UNB/ CS/ David Bremner/ tags/ email

This feed contains pages with tag "email".

Introducing git-remote-notmuch

Based on an idea and ruby implementation by Felipe Contreras, I have been developing a git remote helper for notmuch. I will soon post an updated version of the patchset to the notmuch mailing list (I wanted to refer to this post in my email). In this blog post I'll outline my experiments with using that tool, along with git-annex to store (and sync) a moderate sized email store along with its notmuch metadata.

WARNING

The rest of this post describes some relatively complex operations using (at best) alpha level software (namely git-remote-notmuch). git-annex is good at not losing your files, but git-remote-notmuch can (and did several times during debugging) wipe out your notmuch database. If you have a backup (e.g. made with notmuch-dump), this is much less annoying, and in particular you can decide to walk away from this whole experiment and restore your database.

Why git-annex?

I currently have about 31GiB of email, spread across more than 830,000 files. I want to maintain the ability to search and read my email offline, so I need to maintain a copy on several workstations and at least one server (which is backed up explicitly). I am somewhat commited to maintaining synchronization of tags to git since that is how the notmuch bug tracker works. Commiting the email files to git seems a bit wasteful: by design notmuch does not modify email files, and even with compression, the extra copy adds a fair amount of overhead (in my case, 17G of git objects, about 57% overhead). It is also notoriously difficult to completely delete files from a git repository. git-annex offers potential mitigation for these two issues, at the cost of a somewhat more complex mental model. The main idea is that instead of committing every version of a file to the git repository, git-annex tracks the filename and metadata, with the file content being stored in a key-value store outside git. Conceptually this is similar to git-lfs. From our current point, the important point is that instead of a second (compressed) copy of the file, we store one copy, along with a symlink and a couple of directory entries.

What to annex

For sufficiently small files, the overhead of a symlink and couple of directory entries is greater than the cost of a compressed second copy. When this happens depends on several variables, and will probably depend on the file content in a particular collection of email. I did a few trials of different settings for annex.largefiles to come to a threshold of largerthan=32k 1. For the curious, my experimental results are below. One potentially surprising aspect is that annexing even a small fraction of the (largest) files yields a big drop in storage overhead.

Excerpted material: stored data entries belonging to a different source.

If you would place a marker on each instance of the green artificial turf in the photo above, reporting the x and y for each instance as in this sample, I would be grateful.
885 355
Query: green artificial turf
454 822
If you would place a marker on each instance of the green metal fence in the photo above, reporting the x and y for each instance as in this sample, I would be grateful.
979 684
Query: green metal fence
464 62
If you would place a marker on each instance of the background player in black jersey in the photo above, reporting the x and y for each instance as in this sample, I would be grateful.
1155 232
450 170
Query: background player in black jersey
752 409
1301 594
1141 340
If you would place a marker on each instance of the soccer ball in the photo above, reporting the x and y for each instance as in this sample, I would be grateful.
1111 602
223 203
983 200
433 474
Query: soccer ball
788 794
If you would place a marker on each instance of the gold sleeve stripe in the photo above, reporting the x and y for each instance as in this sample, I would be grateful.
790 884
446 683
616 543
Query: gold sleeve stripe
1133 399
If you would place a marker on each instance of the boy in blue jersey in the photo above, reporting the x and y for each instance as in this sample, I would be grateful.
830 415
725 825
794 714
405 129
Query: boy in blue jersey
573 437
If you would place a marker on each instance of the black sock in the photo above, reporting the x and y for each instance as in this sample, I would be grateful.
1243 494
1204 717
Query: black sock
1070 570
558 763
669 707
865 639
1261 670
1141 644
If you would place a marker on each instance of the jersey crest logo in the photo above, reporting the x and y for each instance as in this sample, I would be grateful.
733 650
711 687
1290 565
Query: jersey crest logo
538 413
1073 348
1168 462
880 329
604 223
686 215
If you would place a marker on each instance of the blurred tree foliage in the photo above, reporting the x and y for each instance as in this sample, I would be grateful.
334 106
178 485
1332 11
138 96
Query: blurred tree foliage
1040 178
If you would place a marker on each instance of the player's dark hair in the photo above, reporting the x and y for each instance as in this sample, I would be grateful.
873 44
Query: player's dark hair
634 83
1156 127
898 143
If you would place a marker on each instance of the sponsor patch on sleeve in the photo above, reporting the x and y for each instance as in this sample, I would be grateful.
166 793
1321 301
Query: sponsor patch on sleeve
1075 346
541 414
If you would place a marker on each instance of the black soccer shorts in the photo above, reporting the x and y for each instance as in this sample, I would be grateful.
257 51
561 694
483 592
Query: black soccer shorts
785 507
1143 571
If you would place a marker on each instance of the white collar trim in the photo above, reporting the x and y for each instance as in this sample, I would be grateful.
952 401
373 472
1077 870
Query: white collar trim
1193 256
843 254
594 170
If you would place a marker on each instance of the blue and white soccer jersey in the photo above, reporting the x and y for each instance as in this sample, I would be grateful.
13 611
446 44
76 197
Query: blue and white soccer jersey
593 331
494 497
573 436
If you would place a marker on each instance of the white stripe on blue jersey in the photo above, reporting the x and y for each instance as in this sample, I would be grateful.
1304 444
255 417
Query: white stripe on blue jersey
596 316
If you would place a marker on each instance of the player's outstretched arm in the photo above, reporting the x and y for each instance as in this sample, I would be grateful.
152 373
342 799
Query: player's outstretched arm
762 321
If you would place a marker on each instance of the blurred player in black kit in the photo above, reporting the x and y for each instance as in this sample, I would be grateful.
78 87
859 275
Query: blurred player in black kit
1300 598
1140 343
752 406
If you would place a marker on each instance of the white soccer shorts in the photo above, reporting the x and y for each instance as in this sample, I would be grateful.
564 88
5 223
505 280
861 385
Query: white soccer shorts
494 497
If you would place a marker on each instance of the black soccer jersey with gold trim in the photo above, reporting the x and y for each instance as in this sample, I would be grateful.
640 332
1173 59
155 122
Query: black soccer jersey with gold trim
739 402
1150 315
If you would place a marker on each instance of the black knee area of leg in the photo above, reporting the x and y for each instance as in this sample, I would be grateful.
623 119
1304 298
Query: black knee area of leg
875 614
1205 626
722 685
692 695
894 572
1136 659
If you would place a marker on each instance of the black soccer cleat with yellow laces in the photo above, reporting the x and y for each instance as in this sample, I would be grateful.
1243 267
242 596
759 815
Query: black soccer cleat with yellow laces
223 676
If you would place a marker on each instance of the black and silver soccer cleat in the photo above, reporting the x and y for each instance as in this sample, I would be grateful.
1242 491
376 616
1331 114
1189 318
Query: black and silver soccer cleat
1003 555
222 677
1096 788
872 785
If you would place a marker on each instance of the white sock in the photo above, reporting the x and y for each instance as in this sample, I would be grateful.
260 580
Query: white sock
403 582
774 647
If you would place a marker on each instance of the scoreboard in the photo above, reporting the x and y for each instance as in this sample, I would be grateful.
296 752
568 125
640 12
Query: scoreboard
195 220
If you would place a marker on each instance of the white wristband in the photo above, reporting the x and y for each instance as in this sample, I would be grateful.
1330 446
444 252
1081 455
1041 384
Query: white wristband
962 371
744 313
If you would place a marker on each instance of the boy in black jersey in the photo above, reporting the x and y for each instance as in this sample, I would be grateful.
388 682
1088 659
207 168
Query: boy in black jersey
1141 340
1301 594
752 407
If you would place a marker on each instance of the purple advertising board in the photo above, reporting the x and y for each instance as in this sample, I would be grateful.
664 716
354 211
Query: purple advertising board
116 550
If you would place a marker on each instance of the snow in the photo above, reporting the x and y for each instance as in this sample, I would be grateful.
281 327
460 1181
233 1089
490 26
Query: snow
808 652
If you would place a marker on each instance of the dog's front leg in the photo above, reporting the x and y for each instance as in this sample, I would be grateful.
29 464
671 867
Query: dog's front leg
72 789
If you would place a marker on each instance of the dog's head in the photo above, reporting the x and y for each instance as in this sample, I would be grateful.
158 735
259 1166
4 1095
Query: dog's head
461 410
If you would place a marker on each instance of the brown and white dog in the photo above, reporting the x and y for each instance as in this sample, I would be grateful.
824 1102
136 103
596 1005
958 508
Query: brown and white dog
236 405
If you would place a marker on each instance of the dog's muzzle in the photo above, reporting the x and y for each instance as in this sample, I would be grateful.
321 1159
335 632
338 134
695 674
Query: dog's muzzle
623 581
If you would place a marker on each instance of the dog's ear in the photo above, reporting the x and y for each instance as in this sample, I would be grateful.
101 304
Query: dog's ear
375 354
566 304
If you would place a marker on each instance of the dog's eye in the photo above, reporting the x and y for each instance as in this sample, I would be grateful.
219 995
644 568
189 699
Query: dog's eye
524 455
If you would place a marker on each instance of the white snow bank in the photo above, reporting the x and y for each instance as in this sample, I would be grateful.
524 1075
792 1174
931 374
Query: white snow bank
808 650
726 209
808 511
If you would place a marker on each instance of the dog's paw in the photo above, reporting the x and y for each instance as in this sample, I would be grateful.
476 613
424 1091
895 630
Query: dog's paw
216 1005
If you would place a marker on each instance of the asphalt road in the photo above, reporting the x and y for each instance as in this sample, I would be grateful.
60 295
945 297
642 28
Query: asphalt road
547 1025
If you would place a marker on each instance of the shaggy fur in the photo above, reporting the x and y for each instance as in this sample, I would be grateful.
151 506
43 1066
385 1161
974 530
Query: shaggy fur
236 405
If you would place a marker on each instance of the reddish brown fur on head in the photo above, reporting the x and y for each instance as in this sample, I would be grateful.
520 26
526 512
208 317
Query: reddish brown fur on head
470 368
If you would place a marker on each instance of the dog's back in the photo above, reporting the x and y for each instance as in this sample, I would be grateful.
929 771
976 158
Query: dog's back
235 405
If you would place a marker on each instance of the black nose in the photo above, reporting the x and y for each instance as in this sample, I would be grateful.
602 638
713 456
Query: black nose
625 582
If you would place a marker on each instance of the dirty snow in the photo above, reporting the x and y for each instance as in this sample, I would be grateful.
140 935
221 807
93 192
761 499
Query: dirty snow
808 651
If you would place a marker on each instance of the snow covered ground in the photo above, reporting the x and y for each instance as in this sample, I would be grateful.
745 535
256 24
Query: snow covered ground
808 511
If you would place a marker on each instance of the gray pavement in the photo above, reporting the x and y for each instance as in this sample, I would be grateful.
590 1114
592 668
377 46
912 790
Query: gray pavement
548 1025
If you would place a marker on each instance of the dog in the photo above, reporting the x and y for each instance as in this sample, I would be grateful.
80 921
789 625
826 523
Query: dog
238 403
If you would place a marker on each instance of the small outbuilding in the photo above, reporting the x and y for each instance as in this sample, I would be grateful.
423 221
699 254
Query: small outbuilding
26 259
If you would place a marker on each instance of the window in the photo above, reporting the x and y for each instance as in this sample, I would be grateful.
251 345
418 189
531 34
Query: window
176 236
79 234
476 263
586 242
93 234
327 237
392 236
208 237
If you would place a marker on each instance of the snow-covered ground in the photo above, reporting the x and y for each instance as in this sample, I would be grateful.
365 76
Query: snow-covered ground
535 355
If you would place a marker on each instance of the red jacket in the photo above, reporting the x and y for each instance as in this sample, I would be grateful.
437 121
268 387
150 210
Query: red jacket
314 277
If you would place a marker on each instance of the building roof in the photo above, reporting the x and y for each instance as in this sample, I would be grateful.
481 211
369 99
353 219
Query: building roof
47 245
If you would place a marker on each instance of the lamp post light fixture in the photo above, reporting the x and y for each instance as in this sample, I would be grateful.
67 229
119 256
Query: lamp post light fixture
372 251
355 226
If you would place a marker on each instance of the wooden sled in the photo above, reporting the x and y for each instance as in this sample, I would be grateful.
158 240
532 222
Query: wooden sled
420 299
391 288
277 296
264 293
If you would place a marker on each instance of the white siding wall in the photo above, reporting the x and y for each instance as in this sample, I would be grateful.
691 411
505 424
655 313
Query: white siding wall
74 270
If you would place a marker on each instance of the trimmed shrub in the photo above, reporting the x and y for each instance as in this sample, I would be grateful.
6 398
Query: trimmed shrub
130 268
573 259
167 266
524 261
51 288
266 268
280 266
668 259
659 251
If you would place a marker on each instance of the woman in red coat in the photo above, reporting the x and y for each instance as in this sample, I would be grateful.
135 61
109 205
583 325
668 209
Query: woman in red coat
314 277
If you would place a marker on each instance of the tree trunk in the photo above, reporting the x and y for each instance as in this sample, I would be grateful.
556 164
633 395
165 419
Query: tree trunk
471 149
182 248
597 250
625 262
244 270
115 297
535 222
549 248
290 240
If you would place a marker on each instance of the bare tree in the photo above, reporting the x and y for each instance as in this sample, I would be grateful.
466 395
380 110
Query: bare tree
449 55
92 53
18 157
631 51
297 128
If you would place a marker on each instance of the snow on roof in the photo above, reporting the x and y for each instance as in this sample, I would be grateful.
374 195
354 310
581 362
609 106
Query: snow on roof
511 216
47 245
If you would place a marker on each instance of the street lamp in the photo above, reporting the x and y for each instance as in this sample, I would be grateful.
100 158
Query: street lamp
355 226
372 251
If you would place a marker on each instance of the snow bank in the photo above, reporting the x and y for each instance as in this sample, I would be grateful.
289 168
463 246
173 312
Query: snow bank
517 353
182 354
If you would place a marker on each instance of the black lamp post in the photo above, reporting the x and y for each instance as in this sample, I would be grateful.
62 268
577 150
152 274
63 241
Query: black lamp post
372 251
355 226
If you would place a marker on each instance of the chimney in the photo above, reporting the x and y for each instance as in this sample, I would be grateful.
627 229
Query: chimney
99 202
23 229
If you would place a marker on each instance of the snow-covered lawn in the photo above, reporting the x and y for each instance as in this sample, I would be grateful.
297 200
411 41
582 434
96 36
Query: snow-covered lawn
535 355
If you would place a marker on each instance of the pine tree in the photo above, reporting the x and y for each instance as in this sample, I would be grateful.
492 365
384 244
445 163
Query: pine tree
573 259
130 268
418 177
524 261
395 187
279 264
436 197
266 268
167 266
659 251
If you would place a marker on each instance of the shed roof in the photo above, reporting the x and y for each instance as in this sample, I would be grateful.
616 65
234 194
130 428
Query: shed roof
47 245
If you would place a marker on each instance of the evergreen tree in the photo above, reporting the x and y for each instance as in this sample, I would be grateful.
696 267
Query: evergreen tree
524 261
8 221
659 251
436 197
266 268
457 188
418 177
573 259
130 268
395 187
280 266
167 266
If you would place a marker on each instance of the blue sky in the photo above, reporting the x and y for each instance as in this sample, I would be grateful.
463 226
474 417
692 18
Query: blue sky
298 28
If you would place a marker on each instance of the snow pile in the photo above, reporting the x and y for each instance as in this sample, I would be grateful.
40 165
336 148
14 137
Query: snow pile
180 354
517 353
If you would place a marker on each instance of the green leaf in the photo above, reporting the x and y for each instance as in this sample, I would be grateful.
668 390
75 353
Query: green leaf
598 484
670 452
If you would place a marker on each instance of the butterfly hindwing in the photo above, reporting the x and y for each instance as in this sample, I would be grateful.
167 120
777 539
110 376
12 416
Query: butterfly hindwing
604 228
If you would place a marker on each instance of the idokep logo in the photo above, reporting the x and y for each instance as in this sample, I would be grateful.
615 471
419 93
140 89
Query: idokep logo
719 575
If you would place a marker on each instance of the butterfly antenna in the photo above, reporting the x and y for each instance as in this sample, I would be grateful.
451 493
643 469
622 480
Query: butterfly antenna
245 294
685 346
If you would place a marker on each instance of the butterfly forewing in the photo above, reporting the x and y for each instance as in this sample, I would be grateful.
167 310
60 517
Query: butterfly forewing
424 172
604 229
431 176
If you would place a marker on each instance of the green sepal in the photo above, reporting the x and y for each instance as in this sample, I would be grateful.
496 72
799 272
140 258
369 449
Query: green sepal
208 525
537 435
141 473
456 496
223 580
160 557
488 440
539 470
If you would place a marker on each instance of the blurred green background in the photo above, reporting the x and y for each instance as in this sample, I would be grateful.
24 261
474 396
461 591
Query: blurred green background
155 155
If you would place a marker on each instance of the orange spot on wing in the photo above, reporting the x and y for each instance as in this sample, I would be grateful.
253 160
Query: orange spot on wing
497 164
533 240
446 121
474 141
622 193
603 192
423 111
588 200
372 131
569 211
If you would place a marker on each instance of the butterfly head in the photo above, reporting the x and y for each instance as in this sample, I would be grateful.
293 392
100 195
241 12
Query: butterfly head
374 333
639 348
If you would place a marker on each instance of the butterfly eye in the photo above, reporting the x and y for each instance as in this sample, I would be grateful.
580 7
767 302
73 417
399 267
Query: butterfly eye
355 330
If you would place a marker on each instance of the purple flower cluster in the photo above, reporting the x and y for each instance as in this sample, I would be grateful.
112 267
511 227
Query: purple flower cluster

Threshold fraction annexed overhead
0 100% 30%
8k 29% 13%
16k 12% 9.4%
32k 7% 8.9%
48k 6% 8.9%
100k 3% 9.1%
256k 2% 11%
∞ (git) 0 % 57%

In the end I chose to err on the side of annexing more files (for the flexibility of deletion) rather than potentially faster operations with fewer annexed files at the same level of overhead.

Summarizing the configuration settings for git-annex (some of these are actually defaults, but not in my environment).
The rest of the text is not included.